目前处于 alpha 阶段，只兼容 Python 3+。已测试的版本：

3.10.1

Python 依赖库¶

需要安装以下依赖库:

requests（操作网络，用于上报指标）
pymysql（操作 MySQL 数据库，用于连接数据库获取业务数据）

安装方法如下:

# python3
python3 -m pip install requests
python3 -m pip install pymysql

上述的安装需要安装 pip，如果你没有，可以参考以下方法(源自: 这里):

# Linux/MacOS
python3 -m ensurepip --upgrade

# Windows
py -m ensurepip --upgrade

安装部署¶

1 编写用户自定义脚本¶

需要用户继承 DataKitFramework 类，然后对 run 方法进行改写。DataKitFramework 类源代码文件是 datakit_framework.py，路径是 datakit/python.d/core/datakit_framework.py。

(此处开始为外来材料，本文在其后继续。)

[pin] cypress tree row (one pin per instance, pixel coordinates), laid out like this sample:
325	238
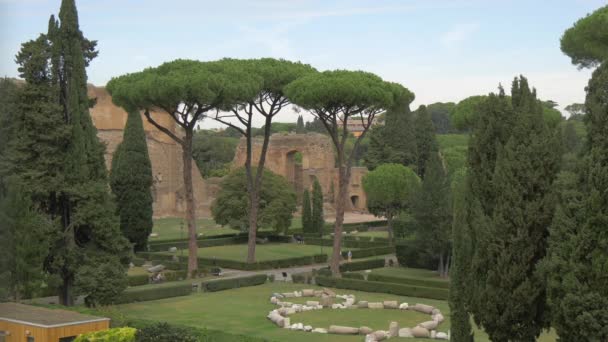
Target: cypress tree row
306	213
131	182
510	291
317	208
460	324
425	140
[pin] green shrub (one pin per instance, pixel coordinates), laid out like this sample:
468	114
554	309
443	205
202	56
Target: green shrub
361	265
408	281
153	291
125	334
390	288
353	275
164	332
410	254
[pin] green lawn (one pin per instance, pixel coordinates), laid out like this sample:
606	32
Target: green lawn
171	228
244	311
271	251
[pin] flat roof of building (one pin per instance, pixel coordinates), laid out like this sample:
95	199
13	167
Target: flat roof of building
43	317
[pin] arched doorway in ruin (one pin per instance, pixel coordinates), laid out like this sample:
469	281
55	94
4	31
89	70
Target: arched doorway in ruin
293	170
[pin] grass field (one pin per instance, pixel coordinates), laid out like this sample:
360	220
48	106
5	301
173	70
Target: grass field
171	228
244	311
272	251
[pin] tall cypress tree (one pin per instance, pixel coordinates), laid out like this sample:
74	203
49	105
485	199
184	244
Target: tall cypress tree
131	182
510	288
426	144
432	212
460	325
576	264
317	208
306	213
87	252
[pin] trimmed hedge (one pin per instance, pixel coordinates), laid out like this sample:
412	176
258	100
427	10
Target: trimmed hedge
152	292
263	265
409	281
390	288
361	265
233	283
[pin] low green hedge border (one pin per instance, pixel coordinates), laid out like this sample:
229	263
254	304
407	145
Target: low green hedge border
408	281
390	288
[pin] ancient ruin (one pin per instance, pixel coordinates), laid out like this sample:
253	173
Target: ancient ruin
299	157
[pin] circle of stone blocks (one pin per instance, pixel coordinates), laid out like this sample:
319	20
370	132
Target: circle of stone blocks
326	297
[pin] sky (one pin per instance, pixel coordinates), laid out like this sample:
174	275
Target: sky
442	50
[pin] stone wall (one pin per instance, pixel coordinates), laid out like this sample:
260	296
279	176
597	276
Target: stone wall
165	156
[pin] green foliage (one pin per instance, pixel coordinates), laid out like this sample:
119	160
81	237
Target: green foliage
125	334
509	293
213	152
300	129
390	189
24	243
390	288
317	208
131	183
306	213
585	42
277	202
432	212
461	258
440	114
426	144
576	263
161	332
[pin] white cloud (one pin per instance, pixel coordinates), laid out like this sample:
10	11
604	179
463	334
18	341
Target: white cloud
458	34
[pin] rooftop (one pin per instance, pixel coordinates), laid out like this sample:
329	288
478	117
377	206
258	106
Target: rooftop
43	317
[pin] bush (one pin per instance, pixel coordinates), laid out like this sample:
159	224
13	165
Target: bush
390	288
409	281
152	292
410	254
362	265
164	332
233	283
125	334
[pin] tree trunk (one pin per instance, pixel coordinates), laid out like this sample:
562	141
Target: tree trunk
340	208
391	237
66	289
190	211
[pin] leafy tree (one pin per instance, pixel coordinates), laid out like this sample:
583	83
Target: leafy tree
585	41
460	324
300	129
55	153
334	97
510	293
213	152
440	114
390	189
432	212
268	100
576	263
306	213
393	142
576	110
186	91
426	144
317	208
131	182
277	202
24	243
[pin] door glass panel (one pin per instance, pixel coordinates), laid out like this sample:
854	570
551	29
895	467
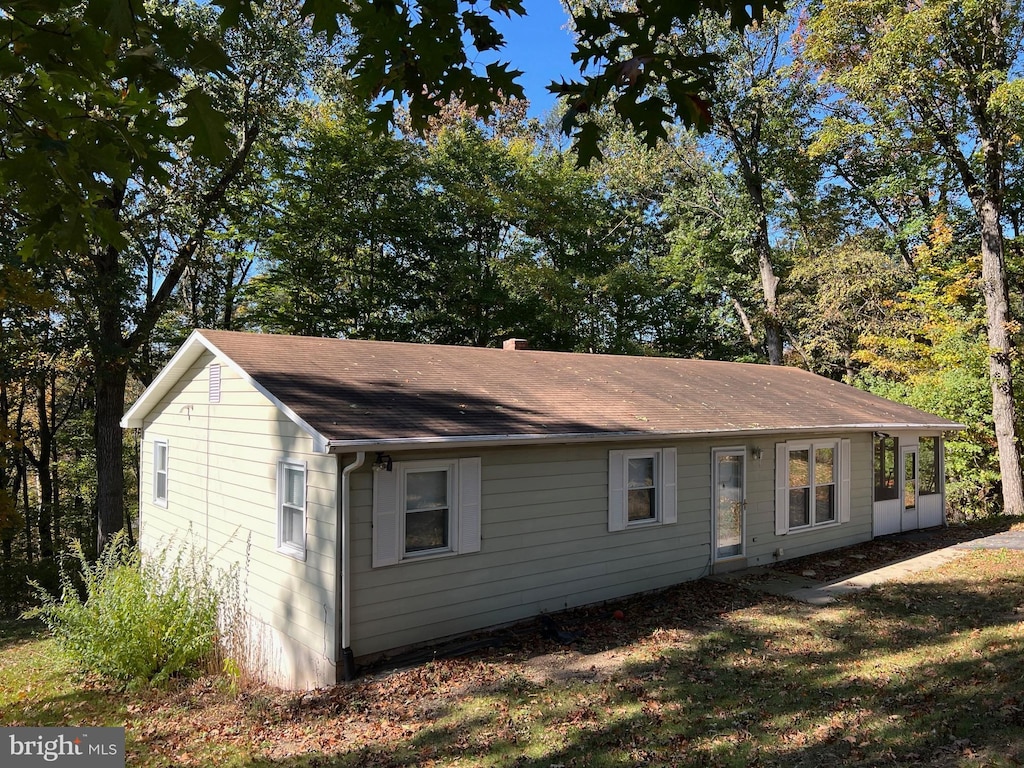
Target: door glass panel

具体使用可以参见源代码文件 datakit/python.d/core/demo.py

示例这里根据上述需求，写成如下的 Python 脚本，命名为 hellopythond.py:

hellopythond.py

from datakit_framework import DataKitFramework
import pymysql
import re
import logging

class MysqlConn():
    def __init__(self, logger, config):
        self.logger = logger
        self.config = config
        self.re_errno = re.compile(r'^\((\d+),')

        try:
            self.conn = pymysql.Connect(**self.config)
            self.logger.info("pymysql.Connect() ok, {0}".format(id(self.conn)))
        except Exception as e:
            raise e

    def __del__(self):
        self.close()

    def close(self):
        if self.conn:
            self.logger.info("conn.close() {0}".format(id(self.conn)))
            self.conn.close()


    def execute_query(self, sql_str, sql_params=(), first=True):
        res_list = None
        cur = None
        try:
            cur = self.conn.cursor()
            cur.execute(sql_str, sql_params)
            res_list = cur.fetchall()
        except Exception as e:
            err = str(e)
            self.logger.error('execute_query: {0}'.format(err))
            if first:
                retry = self._deal_with_network_exception(err)
                if retry:
                    return self.execute_query(sql_str, sql_params, False)
        finally:
            if cur is not None:
                cur.close()
        return res_list

    def execute_write(self, sql_str, sql_params=(), first=True):
        cur = None
        n = None
        err = None
        try:
            cur = self.conn.cursor()
            n = cur.execute(sql_str, sql_params)
        except Exception as e:
            err = str(e)
            self.logger.error('execute_query: {0}'.format(err))
            if first:
                retry = self._deal_with_network_exception(err)
                if retry:
                    return self.execute_write(sql_str, sql_params, False)
        finally:
            if cur is not None:
                cur.close()
        return n, err

    def _deal_with_network_exception(self, stre):
        errno_str = self._get_errorno_str(stre)
        if errno_str != '2006' and errno_str != '2013' and errno_str != '0':
            return False
        try:
            self.conn.ping()
        except Exception as e:
            return False
        return True

    def _get_errorno_str(self, stre):
        searchObj = self.re_errno.search(stre)
        if searchObj:
            errno_str = searchObj.group(1)
        else:
            errno_str = '-1'
        return errno_str

    def _is_duplicated(self, stre):
        errno_str = self._get_errorno_str(stre)
        # 1062：字段值重复，入库失败
        # 1169：字段值重复，更新记录失败
        if errno_str == "1062" or errno_str == "1169":
            return True
        return False

class HelloPythond(DataKitFramework):
    __name = 'HelloPythond'
    interval = 10 # 每 10 秒钟采集上报一次。这个根据实际业务进行调节，这里仅作演示。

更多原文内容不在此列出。